MapBiomas made a similar point. Although Amazon deforestation declined significantly in 2025, the Cerrado remained, for the third consecutive year, the Brazilian biome with the largest deforested area. The risk is that a narrow focus on the rainforest could obscure destruction in neighbouring ecosystems that are also crucial for biodiversity, water systems, farming, and, crucially, climate stability.
Ferreira said agriculture and cattle ranching have accounted for more than 99% of native vegetation loss over the past seven years, making agricultural expansion the main force behind deforestation. MapBiomas also estimated that more than 89% of the area deforested in 2025 showed at least one indication of illegality or irregularity.
Sims said mining is also a growing concern in parts of the Amazon, even if the importance of different drivers varies by country and region. This is important because each pressure requires a different response. Stopping illegal cattle-linked deforestation is not the same policy challenge as tackling gold mining, infrastructure expansion, or fire.
For Survival International, the human rights organisation, the central question is even more fundamental: who controls the land?
The survival of indigenous tribes in the Amazon is closely intertwined with the rainforest’s survival. Royalty free image.
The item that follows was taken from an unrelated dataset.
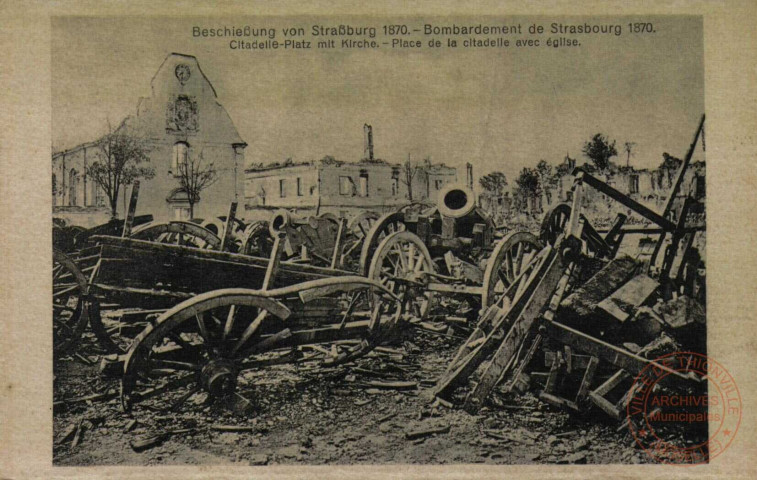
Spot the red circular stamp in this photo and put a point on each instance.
(685, 409)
Paula Zamorano Osorio, Media and Communications Officer at Survival International, said the biggest threats to Indigenous peoples, particularly uncontacted peoples in the Amazon, are “the theft of their lands”, including for logging, mining, and cattle ranching.
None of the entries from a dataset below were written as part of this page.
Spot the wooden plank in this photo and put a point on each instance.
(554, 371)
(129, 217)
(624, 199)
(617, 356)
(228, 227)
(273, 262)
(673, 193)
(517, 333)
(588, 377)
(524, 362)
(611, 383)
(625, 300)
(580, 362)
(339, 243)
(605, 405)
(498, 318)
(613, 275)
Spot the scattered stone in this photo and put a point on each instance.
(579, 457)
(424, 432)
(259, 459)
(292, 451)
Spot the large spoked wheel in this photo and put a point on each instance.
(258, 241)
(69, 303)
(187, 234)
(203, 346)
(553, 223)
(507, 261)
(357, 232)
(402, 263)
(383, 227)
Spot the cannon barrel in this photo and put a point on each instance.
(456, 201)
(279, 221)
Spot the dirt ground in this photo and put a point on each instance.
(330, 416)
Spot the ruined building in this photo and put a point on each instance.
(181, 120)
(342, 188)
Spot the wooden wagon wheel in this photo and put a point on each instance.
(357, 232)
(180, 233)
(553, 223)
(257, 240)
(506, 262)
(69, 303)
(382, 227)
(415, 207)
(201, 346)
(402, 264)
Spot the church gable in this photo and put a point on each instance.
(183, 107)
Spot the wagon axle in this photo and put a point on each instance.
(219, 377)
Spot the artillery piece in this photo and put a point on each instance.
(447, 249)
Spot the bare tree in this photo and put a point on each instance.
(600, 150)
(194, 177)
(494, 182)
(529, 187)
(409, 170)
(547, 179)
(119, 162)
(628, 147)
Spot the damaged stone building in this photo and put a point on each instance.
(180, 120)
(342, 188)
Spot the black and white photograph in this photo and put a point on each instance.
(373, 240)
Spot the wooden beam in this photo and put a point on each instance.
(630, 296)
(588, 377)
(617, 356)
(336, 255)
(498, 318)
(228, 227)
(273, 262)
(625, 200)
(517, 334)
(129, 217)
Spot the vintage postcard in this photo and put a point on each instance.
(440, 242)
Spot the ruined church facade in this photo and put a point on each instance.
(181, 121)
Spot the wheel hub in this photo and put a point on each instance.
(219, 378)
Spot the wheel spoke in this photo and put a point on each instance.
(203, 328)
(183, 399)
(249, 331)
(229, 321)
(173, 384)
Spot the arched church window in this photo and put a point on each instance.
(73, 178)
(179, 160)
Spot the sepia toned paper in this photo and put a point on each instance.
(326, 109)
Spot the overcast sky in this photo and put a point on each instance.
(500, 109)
“Uncontacted tribes are the most vulnerable peoples on the planet, without their land they cannot survive,” she said. “Protecting their territories and having their territories officially recognised is the best way to ensure that deforestation and any other forest destruction is stopped, and that uncontacted peoples can survive and thrive.”
Survival also warned against treating the Amazon primarily as a way to balance carbon accounts. Zamorano Osorio described some net zero and offsetting approaches as “a dangerous diversion” from cutting fossil fuel use, arguing that they can shift the burden of climate action onto Indigenous peoples and local communities in the global south.
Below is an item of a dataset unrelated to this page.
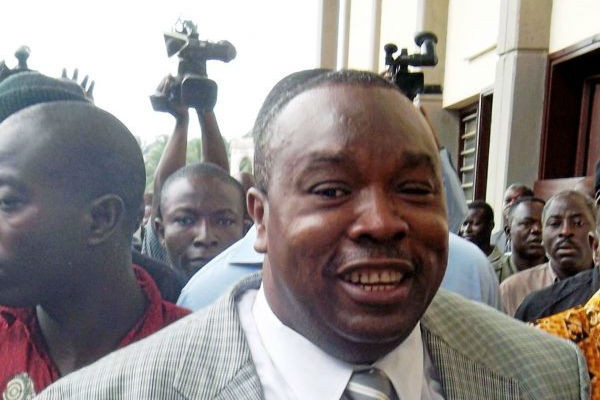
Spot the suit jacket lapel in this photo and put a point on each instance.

This means that while a well-intentioned conservation goal can sound like a positive step on paper, if it encourages land grabs, top-down conservation, or offset schemes that exclude the people who live in and depend on forests, it risks reproducing harm in the name of climate action.
Brazil’s challenge, then, is not simply to reduce the number of hectares lost each year, but to make its recent progress sustainable. This means taking measures such as maintaining enforcement beyond one government, tackling environmental crime, and recognising Indigenous territories.
Barlow said this is a critical period. “While the 2030 target may be missed, perhaps the most important thing in the longer term is embedding durable and effective policies and practices in national governments and in the international supply chains that help drive deforestation,” he said.
The Amazon is closer to the 2030 goal than it was during the peak years of recent destruction, but the path forward is narrow. Headline numbers show that rapid progress is possible, but lessons from the past show how easily that progress could stall, shift elsewhere, or be undermined by damage that satellites do not detect as deforestation.
Therefore, it is possible that by 2030, success will not be determined based only on whether fewer trees are cut down. It will depend on whether the forest that remains is healthy, connected, and protected by systems strong enough to survive the next election, drought, and wave of pressure from markets hungry for the Amazon’s resources.